The manhunt for fugitive ex-cop Christopher Dorner ended when the cabin where he'd taken refuge during a shootout with police burst into flames and burned to the ground. The alleged killer remained inside and died of a self-inflicted gunshot wound to the head, according to officials.
No one will defend the inexplicable behavior Dorner showed toward those he murdered. But that doesn't mean some aren't considering the validity of the complaints that allegedly fueled his crime spree.
The manifesto accuses the Los Angeles Police Department of systemic misconduct. Dorner claimed there is a culture of racism, corruption and a code of silence in the department, allegations that have been leveled at the LAPD before.
In the manifesto, Dorner claimed he was dismissed when he broke that code of silence. He wrote that he saw a superior officer kicking a mentally ill man.
Some sympathize with the complaints Dorner cited, if not the actions that followed. "He was shut up by being fired," said Antonio H. Rodriguez, a civil-rights attorney based in Los Angeles. "The code of silence took its most extreme form with him."
Rodriguez says he wasn't surprised by the accusations of misconduct outlined in Dorner's manifesto. He says that while the behavior of the LAPD has improved since the days of Daryl Gates, who presided over the department during the Rodney King scandal and the riots that followed, it remains problematic.
"This is part of the culture of the LAPD," he said. "There's a culture of racism."
The present and former police chiefs, Charlie Beck and Bill Bratton, have worked to change the culture within the department. But according to Rodriguez, unless they begin to do away with the entrenched code of silence, those changes will be meaningless and won't become standard practice among the rank and file.
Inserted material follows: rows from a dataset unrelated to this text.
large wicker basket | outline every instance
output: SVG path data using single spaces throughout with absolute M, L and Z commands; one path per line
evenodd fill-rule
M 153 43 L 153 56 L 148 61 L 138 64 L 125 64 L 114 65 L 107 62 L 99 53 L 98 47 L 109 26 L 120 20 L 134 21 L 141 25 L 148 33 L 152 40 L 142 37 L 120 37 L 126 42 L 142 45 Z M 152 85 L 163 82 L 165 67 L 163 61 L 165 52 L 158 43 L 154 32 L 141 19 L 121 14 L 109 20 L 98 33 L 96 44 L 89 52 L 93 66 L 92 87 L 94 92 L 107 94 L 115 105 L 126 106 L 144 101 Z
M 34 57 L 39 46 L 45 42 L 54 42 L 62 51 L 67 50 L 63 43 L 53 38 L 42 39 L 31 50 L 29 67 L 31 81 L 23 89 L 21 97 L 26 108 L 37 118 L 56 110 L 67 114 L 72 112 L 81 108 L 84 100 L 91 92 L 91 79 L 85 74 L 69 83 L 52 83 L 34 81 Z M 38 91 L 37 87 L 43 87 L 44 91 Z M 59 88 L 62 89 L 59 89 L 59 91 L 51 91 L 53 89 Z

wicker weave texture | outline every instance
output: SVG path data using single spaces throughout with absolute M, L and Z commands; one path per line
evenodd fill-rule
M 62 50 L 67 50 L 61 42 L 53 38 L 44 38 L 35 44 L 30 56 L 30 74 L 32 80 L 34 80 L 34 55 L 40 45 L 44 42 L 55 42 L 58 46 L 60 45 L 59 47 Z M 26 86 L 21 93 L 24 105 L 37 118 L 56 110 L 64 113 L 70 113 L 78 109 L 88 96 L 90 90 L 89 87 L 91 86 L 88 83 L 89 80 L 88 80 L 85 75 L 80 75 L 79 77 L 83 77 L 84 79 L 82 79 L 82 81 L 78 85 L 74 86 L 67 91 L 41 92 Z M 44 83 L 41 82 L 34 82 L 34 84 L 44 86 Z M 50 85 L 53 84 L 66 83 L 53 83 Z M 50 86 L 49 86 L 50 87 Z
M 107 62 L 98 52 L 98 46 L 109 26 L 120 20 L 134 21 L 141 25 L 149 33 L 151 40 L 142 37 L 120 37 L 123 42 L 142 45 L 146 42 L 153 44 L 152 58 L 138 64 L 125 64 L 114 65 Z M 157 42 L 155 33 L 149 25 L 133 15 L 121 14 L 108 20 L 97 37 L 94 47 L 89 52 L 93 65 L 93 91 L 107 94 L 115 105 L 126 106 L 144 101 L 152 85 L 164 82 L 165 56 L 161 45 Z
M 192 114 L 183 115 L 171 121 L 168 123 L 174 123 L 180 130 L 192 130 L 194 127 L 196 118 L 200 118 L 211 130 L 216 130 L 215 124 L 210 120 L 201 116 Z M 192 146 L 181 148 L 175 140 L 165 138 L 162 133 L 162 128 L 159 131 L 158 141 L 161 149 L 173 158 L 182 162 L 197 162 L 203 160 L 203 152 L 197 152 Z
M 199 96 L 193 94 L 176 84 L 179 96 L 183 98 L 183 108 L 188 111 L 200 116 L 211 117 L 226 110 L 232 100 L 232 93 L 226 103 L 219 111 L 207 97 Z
At a press conference Tuesday, Emada Tingirides, a sergeant whose husband, a police captain, had been named in the manifesto, disagreed with allegations made against the LAPD. According to Neontommy.com, Tingirides said she was "sick to her stomach" when she read parts of Dorner's manifesto that claimed the LAPD was still in "the Rodney King era."
"It infuriated me because nothing could be farther from the truth," said Tingirides, an African American. "I have never experienced racism in [the] LAPD and that he justified the things he was doing with that claim and I knew in my heart that was false."
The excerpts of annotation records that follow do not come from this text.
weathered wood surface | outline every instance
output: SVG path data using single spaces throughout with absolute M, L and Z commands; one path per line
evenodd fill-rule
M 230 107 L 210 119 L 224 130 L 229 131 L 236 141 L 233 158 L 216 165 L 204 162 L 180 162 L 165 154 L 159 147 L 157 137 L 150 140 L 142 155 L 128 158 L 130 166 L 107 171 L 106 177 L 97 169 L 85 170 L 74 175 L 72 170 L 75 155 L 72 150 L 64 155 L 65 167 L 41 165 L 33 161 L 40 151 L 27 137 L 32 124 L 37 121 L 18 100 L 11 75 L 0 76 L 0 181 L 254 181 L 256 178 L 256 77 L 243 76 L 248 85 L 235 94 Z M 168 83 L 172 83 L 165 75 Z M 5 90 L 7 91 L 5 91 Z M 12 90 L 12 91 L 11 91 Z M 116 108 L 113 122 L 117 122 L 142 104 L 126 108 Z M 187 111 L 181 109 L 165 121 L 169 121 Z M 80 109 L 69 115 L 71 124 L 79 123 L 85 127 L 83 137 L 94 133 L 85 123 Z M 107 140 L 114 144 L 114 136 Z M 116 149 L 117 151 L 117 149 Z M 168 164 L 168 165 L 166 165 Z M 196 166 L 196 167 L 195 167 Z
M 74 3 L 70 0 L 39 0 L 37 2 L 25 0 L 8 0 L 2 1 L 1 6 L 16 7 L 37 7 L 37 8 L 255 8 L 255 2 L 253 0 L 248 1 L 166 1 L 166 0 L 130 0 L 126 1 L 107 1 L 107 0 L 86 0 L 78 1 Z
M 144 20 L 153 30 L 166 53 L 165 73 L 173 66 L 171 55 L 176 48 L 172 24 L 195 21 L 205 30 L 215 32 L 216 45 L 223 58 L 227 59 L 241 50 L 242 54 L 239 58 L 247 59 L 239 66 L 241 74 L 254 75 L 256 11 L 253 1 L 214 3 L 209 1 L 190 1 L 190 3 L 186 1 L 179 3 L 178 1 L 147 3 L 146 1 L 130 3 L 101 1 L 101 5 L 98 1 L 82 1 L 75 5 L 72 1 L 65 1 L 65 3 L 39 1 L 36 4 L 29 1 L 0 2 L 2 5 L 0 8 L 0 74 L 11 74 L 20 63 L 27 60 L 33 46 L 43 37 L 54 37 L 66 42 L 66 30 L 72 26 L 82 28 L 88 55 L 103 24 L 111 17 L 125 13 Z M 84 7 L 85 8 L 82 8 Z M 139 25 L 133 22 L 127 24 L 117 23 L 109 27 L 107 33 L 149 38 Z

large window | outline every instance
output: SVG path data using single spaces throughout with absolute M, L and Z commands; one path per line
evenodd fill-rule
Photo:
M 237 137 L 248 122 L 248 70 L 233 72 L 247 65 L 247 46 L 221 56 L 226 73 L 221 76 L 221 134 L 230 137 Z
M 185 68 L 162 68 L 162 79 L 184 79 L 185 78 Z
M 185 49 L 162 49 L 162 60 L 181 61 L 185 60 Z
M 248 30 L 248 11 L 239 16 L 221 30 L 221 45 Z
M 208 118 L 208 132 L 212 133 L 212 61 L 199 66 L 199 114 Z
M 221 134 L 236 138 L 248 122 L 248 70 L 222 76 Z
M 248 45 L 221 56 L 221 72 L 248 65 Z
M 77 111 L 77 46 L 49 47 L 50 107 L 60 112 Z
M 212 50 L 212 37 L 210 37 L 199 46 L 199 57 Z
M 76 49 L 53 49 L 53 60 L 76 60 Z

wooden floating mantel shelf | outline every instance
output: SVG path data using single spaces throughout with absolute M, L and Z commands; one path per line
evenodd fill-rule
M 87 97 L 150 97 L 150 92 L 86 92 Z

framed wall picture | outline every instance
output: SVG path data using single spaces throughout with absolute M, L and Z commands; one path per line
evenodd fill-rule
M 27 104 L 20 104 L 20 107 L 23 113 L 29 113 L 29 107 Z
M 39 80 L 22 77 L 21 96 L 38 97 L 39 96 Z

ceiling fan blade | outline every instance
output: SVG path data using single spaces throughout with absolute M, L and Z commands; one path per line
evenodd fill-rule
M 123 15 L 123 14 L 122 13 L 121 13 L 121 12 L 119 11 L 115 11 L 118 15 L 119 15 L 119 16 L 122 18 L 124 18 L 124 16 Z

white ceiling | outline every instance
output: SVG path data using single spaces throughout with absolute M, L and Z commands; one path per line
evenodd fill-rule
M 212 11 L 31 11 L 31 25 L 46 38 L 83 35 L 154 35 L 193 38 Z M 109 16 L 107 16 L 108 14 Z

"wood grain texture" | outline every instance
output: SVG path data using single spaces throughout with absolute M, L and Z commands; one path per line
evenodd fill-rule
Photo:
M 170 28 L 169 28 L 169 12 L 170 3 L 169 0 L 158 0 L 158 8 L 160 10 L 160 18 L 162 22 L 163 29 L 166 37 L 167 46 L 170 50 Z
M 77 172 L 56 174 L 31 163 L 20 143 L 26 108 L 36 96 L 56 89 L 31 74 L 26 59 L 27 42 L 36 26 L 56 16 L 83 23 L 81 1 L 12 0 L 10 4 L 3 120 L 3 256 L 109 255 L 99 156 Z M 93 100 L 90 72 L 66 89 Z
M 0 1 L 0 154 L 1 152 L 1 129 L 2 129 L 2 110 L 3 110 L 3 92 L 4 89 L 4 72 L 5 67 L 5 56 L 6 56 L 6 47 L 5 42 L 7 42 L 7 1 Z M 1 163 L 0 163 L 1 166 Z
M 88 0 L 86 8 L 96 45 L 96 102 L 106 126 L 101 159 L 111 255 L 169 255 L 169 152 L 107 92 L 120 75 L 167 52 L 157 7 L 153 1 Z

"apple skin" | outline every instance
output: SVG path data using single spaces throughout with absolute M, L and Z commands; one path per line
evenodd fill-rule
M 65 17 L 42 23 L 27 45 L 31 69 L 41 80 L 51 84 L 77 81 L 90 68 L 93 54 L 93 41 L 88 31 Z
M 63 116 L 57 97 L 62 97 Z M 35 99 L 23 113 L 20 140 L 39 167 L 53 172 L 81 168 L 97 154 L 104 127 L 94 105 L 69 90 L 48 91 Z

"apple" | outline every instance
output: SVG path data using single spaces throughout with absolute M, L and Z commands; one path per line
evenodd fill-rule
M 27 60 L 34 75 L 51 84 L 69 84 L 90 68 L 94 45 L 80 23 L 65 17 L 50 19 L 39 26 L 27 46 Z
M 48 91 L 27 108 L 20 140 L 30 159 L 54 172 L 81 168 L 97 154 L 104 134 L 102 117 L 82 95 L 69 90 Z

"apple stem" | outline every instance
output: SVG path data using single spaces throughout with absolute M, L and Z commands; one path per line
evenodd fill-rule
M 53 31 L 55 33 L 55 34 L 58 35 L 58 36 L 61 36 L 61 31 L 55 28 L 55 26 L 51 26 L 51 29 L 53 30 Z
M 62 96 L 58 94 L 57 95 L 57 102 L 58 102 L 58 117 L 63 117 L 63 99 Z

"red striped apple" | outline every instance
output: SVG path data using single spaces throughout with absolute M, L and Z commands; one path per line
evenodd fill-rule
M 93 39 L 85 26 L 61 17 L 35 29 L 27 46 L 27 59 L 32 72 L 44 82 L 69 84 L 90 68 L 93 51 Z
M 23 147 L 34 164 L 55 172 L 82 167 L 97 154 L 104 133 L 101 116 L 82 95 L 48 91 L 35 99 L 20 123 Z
Whether Dorner's allegations are true or not, he has found sympathy among some segments of the L.A. community. Dorner-inspired graffiti and online groups that speak out against the LAPD or in support of Dorner have popped up.
"It brought up a lot of old toxic ghosts," said Celeste Fremon, crime reporter and editor of the Witness LA blog.
The revelation that the San Bernardino sheriffs started the fire, which began when authorities deployed incendiary tear gas canisters specified strictly for outdoor use, raised the already fraught matter of whether Southern California law enforcement uses excessive force.
The LAPD's recent shooting of two Latinas allegedly mistaken for Dorner served to damage the department's image even more. The women were delivering newspapers in a pickup truck where the make, model and color did not match that of Dorner.
Beck characterized the incident as "a tragic misinterpretation" by officers who were working under "incredible tension," according to the Los Angeles Times.